The title of this brief liberal summary could just as well be "On human bondage" - history is truly a prison, its iron structures fashioned by our human imperfectness, our hysterical fear, our aggression and panic. In the West we see stupidity without bounds, greed and short sightedness in power, all true reason and enlightenment are sidelined and we are ever powerless to change our disastrous random paths. Outside the West history still has its naked face, iron fists requiring no silk gloves: abject poverty, collapsed states, tyranny and horrendous violence - or, in good cases, a most brutal version of the blind Western way to wealth shorn of most or all its enlightened aspects. An animal process in other words: a brief history of a hungry, fearful species on its frenzied way to extinction. 

So, why then say a "liberal" summary, why talk about any redemption? It just seems to me that our human awareness is not constrained at all, our eyes reach so easily beyond these prison walls to the stars - if powerlessness is an inherent part of our condition, so is hope. We are balanced, maybe imperfectly, but still balanced: and that is the human condition - no bondage, no prison without songs of redemption, songs of freedom echoing over the walls. Maybe one day the balance will tip and the walls will crumble - or the songs will falter and stop - but until that transformation, hope will be our eternal companion.

2 comments:

Anonymous said...

Where do you draw the line between the West and the rest of the world? Do you follow Huntington or is there some other idea of where the border is?

How do you understand India? It is a country of great contrasts. The poverty is there, the sectarian violence is there, but the middle class and the pop culture and the high technology are also there.

Does it go without saying these days that Japan, South Korea and Taiwan belong to the "West"? I know your blog is mainly about the West but in some sense to know what is Western it can be good to ask what Eastern is and what kind of contrast that makes.
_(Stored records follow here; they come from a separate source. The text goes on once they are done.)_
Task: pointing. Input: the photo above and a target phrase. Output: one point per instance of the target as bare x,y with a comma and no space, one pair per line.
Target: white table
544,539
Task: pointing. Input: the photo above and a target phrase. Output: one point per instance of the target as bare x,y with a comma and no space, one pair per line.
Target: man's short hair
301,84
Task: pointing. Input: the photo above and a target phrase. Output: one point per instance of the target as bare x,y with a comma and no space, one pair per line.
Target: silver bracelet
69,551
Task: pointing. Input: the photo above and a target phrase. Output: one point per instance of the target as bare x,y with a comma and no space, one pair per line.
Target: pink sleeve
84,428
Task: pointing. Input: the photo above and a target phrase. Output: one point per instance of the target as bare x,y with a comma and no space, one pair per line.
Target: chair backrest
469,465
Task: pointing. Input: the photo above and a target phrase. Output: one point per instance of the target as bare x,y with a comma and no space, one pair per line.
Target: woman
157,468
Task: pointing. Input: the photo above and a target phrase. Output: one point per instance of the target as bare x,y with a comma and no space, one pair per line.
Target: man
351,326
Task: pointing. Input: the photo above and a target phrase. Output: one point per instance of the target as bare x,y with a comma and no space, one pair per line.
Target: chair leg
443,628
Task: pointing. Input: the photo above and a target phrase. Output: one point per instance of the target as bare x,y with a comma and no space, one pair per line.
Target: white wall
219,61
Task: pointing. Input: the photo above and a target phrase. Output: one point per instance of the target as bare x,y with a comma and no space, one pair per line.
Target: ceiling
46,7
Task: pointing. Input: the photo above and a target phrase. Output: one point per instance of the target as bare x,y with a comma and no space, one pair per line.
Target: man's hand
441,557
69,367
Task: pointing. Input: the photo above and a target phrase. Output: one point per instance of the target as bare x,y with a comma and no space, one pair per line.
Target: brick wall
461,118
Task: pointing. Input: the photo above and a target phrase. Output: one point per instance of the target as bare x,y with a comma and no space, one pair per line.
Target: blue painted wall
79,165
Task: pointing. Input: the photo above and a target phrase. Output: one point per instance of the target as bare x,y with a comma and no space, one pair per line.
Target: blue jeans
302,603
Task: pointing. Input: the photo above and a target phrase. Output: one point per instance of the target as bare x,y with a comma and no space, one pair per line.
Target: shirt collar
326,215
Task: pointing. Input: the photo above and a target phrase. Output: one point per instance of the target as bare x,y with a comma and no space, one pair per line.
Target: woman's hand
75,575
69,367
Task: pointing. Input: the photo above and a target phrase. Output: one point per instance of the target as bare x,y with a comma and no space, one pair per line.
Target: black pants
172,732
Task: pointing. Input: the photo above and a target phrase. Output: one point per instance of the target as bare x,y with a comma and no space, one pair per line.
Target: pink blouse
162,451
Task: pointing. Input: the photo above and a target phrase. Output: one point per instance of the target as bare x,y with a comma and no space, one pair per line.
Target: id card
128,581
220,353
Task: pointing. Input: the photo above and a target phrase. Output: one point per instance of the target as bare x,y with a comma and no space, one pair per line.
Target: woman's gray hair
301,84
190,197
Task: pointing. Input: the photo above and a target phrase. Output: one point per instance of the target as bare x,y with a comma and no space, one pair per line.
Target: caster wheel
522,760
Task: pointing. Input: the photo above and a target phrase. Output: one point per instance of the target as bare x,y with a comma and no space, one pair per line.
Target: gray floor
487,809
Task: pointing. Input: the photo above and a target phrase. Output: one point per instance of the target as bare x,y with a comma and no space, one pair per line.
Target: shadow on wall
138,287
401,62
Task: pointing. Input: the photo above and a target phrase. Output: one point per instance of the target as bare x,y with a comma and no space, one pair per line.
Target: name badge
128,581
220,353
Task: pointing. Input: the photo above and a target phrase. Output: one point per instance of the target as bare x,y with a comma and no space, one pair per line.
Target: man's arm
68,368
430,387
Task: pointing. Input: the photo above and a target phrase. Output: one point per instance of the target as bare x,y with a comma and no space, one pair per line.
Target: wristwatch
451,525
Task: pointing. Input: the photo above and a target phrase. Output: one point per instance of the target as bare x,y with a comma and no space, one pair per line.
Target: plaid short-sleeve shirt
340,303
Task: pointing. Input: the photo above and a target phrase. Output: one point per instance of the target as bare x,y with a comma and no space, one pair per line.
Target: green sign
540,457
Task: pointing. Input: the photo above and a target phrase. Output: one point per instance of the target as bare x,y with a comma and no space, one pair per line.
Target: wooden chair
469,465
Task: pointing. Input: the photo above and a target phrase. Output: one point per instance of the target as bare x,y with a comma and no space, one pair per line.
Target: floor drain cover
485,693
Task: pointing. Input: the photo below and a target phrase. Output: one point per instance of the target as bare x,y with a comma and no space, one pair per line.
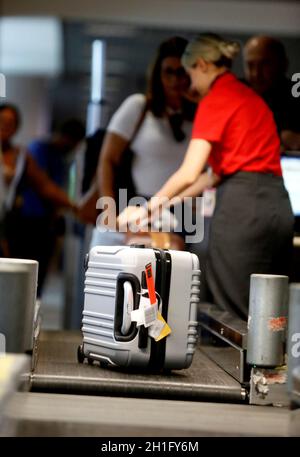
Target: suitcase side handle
119,306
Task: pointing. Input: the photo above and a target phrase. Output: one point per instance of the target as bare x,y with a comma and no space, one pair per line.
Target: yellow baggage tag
160,329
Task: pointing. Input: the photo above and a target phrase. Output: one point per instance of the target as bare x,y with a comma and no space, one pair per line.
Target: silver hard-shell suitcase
114,282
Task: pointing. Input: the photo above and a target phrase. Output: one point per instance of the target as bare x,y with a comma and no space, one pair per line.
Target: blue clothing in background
50,159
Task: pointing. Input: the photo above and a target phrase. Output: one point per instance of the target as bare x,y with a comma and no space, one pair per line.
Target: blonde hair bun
229,49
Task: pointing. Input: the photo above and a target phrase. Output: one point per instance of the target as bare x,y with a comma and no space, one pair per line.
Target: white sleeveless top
157,154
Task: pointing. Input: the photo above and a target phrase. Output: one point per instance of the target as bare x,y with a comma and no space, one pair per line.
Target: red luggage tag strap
150,283
159,328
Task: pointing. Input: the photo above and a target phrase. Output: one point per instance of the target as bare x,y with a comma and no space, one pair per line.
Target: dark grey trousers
251,232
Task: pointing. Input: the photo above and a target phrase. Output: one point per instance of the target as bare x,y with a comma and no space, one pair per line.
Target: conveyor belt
57,370
42,414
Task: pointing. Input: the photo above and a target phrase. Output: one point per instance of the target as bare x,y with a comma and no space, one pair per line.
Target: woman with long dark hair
156,126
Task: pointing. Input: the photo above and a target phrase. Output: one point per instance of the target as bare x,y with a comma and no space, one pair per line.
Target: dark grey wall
130,49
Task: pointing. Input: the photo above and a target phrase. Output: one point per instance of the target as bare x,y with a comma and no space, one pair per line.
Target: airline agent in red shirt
235,133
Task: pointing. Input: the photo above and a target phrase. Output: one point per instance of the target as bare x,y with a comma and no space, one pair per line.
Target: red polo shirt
240,127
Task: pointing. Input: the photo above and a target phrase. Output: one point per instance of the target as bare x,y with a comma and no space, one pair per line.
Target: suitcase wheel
80,354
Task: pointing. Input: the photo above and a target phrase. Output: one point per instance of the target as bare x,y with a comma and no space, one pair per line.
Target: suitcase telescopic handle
127,307
127,299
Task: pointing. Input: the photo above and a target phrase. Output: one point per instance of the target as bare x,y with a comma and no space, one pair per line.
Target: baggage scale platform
58,371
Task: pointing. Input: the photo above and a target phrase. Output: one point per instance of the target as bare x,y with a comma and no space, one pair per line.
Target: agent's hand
132,218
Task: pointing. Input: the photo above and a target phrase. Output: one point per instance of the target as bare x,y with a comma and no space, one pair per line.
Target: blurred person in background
157,128
20,171
266,65
234,131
Is the big picture of the East the abject poverty of Indian slums and the corrupt rule of the Chinese Communist Party? I have no crystal ball but that could be only the East of yesterday that will fade away with the forces of history to be replaced with something different. What worries me most about the East is the state of the environment in a country like China. With a corrupt Communist Party in power, there is no hope that the economic growth will be environmentally sustainable.

stockholm slender said...

That's a very essential question. For me the West is the secular, enlightened and liberal civilization, most clear in post-Christian areas but also in evidence in other parts of the world - potentially it is a universal world view though historically connected with the recent European explosion of trade, industrial production and conquest. Fundamentally, I think the question is ideological and philosophical while Huntington is more interested in contemporary analysis and is intellectually not very interesting, even faintly unpleasant. We have counter forces and ideas even within Europe and the USA (fundamentalist religion as most important of them).